The next morning we drove over to the Marin Headlands to take in the views of the Golden Gate and the Bay and kill time before lunch in Berkeley with Ethan and Sonja. While they had been married close to five years at that point, they had recently separated. In the car on the way over Carleen and I speculated about how awkward this would be (lunch together was Sonja’s idea, not ours). After discussing it a bit, however, we decided that it wasn’t exactly our problem. Would they, like most couples in that situation, be subtly staking out claims to friends and restaurants and the elusive moral high ground? Probably. But given how seldom we saw either of them anymore – and given how we were determined to remain friends with both of them regardless – we figured we were pretty low on the list of claims to stake.

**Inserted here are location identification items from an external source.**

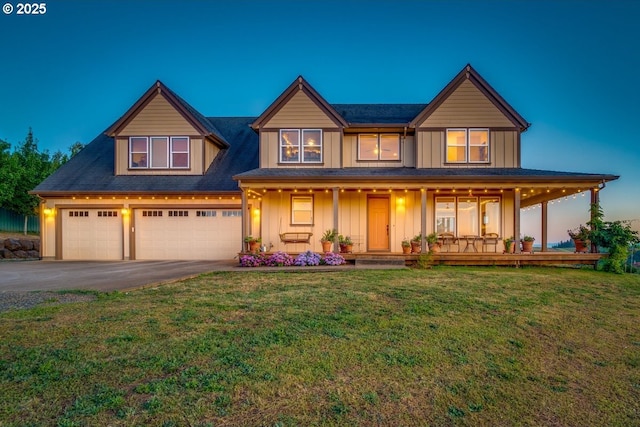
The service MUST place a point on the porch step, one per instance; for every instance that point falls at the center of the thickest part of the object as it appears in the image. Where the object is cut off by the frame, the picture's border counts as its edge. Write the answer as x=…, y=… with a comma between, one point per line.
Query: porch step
x=380, y=262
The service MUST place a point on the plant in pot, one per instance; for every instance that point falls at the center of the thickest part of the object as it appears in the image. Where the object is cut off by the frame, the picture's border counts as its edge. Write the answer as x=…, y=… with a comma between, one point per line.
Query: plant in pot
x=527, y=243
x=509, y=246
x=580, y=236
x=416, y=244
x=346, y=244
x=254, y=243
x=432, y=240
x=327, y=240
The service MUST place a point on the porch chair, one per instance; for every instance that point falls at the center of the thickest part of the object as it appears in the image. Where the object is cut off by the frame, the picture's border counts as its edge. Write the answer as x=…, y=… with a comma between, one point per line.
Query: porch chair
x=490, y=239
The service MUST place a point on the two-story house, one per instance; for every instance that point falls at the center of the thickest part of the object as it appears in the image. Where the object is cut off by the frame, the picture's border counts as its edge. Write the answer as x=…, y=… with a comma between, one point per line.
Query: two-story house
x=165, y=182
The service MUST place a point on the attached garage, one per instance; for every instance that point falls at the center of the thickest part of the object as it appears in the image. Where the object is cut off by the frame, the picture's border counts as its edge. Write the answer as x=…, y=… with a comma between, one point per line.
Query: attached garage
x=91, y=234
x=187, y=234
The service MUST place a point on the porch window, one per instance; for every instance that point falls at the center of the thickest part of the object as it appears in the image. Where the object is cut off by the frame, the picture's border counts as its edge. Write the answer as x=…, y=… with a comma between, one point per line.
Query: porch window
x=471, y=216
x=383, y=146
x=301, y=210
x=467, y=145
x=159, y=152
x=294, y=149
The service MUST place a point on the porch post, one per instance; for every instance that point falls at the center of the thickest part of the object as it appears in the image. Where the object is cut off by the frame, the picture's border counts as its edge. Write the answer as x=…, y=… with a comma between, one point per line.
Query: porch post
x=544, y=226
x=423, y=219
x=516, y=219
x=595, y=200
x=336, y=193
x=245, y=217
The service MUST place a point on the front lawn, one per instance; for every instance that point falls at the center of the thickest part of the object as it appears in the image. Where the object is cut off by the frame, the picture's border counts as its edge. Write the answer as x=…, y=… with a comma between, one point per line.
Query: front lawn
x=448, y=346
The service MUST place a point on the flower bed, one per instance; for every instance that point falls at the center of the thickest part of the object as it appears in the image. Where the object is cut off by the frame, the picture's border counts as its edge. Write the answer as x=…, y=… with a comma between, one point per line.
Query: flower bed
x=283, y=259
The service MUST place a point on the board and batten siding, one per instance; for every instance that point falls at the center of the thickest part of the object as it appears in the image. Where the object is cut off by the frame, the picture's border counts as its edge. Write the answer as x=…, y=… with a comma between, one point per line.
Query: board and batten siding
x=467, y=106
x=350, y=154
x=300, y=112
x=270, y=151
x=503, y=150
x=196, y=160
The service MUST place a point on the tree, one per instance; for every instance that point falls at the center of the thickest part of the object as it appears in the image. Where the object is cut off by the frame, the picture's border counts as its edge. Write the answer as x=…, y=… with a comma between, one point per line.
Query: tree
x=24, y=169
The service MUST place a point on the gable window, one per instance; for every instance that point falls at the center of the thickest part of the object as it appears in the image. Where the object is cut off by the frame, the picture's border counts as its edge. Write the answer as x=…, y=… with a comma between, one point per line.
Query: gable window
x=301, y=210
x=379, y=146
x=301, y=146
x=467, y=145
x=159, y=152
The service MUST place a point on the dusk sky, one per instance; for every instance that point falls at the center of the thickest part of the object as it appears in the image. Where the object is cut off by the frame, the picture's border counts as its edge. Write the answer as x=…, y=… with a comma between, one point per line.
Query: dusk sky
x=570, y=68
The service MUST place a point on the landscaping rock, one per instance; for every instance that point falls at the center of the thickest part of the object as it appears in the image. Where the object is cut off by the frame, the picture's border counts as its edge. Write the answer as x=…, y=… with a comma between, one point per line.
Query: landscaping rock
x=27, y=245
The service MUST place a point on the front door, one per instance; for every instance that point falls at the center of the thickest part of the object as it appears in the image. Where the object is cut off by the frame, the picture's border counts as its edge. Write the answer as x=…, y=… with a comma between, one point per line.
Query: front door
x=378, y=223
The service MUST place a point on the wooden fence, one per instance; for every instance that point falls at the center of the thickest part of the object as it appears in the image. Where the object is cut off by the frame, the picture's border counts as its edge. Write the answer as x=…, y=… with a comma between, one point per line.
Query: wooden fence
x=14, y=223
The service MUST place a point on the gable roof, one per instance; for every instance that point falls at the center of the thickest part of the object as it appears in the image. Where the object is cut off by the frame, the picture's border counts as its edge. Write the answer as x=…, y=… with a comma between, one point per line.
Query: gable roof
x=299, y=84
x=360, y=114
x=191, y=115
x=469, y=73
x=91, y=170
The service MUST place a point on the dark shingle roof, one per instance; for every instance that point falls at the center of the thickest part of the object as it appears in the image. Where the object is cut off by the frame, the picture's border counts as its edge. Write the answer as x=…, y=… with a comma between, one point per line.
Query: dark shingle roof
x=424, y=174
x=378, y=113
x=92, y=169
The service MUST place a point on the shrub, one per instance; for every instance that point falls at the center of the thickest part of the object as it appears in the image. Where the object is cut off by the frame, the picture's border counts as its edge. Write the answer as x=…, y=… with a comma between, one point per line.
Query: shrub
x=279, y=259
x=307, y=258
x=252, y=260
x=331, y=258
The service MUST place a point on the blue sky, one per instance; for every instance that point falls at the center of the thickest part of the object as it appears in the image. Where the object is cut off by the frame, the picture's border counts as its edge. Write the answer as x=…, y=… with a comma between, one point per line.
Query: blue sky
x=569, y=67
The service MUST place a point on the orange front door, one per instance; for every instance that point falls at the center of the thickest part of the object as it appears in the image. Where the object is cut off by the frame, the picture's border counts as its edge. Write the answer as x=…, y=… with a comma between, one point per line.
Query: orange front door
x=378, y=223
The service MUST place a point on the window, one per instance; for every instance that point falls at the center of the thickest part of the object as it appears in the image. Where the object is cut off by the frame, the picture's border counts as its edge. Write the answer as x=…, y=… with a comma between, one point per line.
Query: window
x=467, y=145
x=159, y=152
x=468, y=216
x=383, y=146
x=301, y=210
x=294, y=149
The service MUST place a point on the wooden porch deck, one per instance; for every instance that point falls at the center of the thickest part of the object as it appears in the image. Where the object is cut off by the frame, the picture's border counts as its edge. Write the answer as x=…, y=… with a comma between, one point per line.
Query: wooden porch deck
x=482, y=258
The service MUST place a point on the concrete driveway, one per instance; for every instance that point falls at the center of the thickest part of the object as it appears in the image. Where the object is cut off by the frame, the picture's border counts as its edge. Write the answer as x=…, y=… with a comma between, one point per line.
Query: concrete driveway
x=99, y=276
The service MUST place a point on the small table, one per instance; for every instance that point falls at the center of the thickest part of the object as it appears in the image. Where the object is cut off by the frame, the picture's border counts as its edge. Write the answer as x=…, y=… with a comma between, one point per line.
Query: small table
x=471, y=243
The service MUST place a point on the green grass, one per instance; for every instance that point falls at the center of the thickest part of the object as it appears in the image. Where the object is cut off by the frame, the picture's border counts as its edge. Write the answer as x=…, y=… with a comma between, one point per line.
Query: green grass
x=447, y=346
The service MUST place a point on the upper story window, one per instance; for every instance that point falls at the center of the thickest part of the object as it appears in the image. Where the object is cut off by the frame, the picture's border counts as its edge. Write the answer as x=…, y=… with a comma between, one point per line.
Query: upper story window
x=467, y=145
x=159, y=152
x=301, y=146
x=379, y=146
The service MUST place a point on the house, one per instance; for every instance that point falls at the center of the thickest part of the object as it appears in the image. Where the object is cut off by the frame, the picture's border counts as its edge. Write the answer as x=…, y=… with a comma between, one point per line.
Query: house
x=166, y=182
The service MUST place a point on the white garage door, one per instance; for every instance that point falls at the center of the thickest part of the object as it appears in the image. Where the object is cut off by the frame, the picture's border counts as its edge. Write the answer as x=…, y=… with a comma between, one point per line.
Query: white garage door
x=91, y=234
x=187, y=234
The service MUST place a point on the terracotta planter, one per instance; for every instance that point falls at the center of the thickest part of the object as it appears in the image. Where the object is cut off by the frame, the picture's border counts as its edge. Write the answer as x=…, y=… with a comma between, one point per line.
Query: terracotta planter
x=581, y=245
x=527, y=246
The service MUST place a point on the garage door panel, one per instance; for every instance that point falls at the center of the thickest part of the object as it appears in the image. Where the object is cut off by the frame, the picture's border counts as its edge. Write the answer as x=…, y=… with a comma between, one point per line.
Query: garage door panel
x=91, y=234
x=189, y=234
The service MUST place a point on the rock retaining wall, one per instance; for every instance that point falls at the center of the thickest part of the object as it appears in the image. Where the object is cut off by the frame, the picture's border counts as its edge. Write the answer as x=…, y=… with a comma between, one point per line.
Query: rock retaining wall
x=19, y=249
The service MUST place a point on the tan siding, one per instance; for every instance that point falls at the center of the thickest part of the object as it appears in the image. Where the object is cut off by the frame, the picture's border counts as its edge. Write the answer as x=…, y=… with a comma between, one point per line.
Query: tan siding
x=467, y=107
x=159, y=118
x=300, y=112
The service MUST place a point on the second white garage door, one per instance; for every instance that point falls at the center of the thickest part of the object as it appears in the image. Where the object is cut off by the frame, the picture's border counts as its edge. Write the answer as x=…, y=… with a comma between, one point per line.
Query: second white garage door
x=187, y=234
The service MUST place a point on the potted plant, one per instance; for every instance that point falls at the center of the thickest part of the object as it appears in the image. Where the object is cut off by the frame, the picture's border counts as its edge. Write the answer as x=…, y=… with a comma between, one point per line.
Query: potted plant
x=580, y=236
x=434, y=244
x=416, y=244
x=254, y=243
x=406, y=246
x=327, y=240
x=527, y=243
x=346, y=244
x=509, y=247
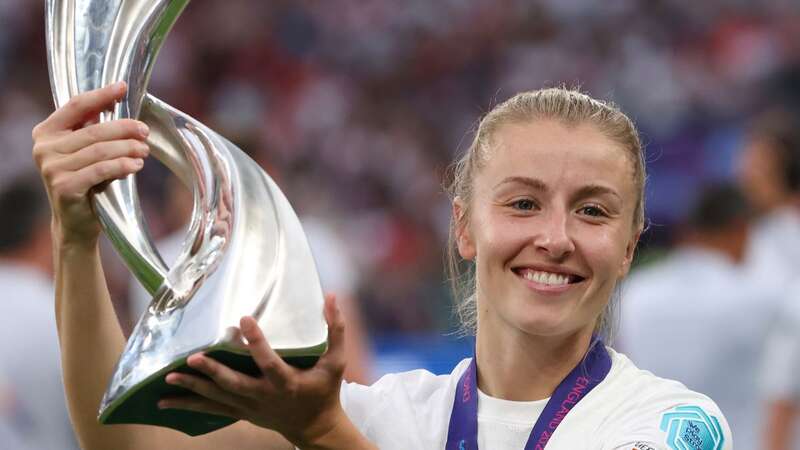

Upon arriving in Berkeley it became clear that lunch wasn’t going to happen. Ethan’s car had been broken into the night before (he hadn’t realized it until ten minutes before we arrived). It was totally cleaned out, with three busted-out windows and a mutilated dashboard. Carleen and I grabbed a burrito while Ethan took an inventory, talked to insurance people, and seethed. We called Sonja and changed lunch to dinner. Ethan eventually got things as sorted as they could be, and the three of us spent the rest of the afternoon shuttling around the Bay, first to drop off Ethan’s apartment application at his prospective landlady’s house – he was sacked out on his friend Arthur’s couch for the time being – and then to pick up Arthur, who had just returned from a SCUBA vacation in Honduras and needed a lift from San Francisco back home to Berkeley.
Arthur thankfully accepted our invitation to join us for dinner, which meant that there would be an extra person there – complete with fresh tales of Central American adventure – to diffuse any Ethan-Sonja awkwardness that may have arisen. The gambit worked, with unpleasant stories of broken eardrums, blood blisters, and the bends filling the spaces where unpleasant divorce talk could have otherwise arisen.
It began to rain as we headed back to Sausalito. Carleen was leaving the next day, and this fact combined with the dreary weather was depressing me. We shopped in Berkeley a bit and then had a nice Thai dinner, but I was still in a funk. As she drifted off to sleep that night, Carleen said that she wished that I could race her plane back home and be waiting for her when she got to Columbus. She wasn’t serious about this, but it hit me kind of hard. Being out on the road seemed selfish while I had a pregnant wife back home. I knew Carleen was a big girl and could handle me being gone for another week or two, but at that moment I wanted nothing more than to throw all of my things in the car, race east on I-80, and be home in three days. It was a fleeting feeling, but one that would return to me more than once before the end of my trip.
I sat by the window listening to the rain and pretending to read as Carleen drifted off. I watched her sleep for close to an hour.